Patent Trial and Appeal Board

I ran across a fascinating article today in the Wall Street Journal: "A New Weapon in Intellectual Property Wars". It is about the Patent Trial and Appeal Board (PTAB). This did not exist when I served my time as an expert witness in a couple of patent lawsuits. (note: I read the physical paper version of the article and not the online version)

One of the big challenges facing an expert witness is trying to explain your argument for validity or invalidity of a patent (as well as infringement) to a jury who has no experience in the technical field. For example, for a patent to be valid, it had to be non-obvious to a "person having ordinary skill in the art" (abbreviated PHOSITA) at the time of the patent. An example of a PHOSITA might be someone with 6 or more years of training and experience in the field,  perhaps someone who went through 4 years of college to get a computer science degree and then spent 2 years working in that specific field (e.g., computer security).

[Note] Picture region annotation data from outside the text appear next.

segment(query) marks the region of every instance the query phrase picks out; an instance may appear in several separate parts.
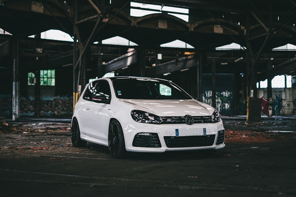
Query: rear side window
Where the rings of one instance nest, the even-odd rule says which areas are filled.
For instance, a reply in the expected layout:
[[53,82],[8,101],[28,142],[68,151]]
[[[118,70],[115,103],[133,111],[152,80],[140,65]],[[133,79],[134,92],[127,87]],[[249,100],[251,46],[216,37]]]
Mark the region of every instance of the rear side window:
[[97,81],[92,82],[87,86],[86,89],[85,90],[84,94],[83,95],[83,99],[87,100],[92,100],[96,85],[96,84],[97,82]]
[[100,80],[98,82],[94,91],[92,100],[93,101],[107,101],[110,96],[110,88],[107,81]]

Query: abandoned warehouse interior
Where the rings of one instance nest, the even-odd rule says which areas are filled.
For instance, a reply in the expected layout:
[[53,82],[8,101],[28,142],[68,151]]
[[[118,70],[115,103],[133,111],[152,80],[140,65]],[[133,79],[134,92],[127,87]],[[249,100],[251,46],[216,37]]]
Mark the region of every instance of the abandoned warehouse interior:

How do you explain to a member of the jury who has 0 years of experience in the technical field what a person who has 6 or more years of experience in the field might think? And chances are, everyone in the jury will have no experience in the technical field. For example, I was told about a computer patent case where in the initial jury pool of 40 people, only 1 person had even heard of the word "Linux".

And of course, the "other side" will have their own expert who will say everything you said is wrong.

Here is a quote in the WSJ article describing the PTAB:

"It's fast and has a whole fleet of expert judges that understand the science and know the technology."

One patent lawyer described appearing before the PTAB judges as

"getting CAT-scanned, MRI-ed, and X-rayed, all within a three-hour period"

That sounds like a completely different situation than a jury case. Fascinating. Very fascinating.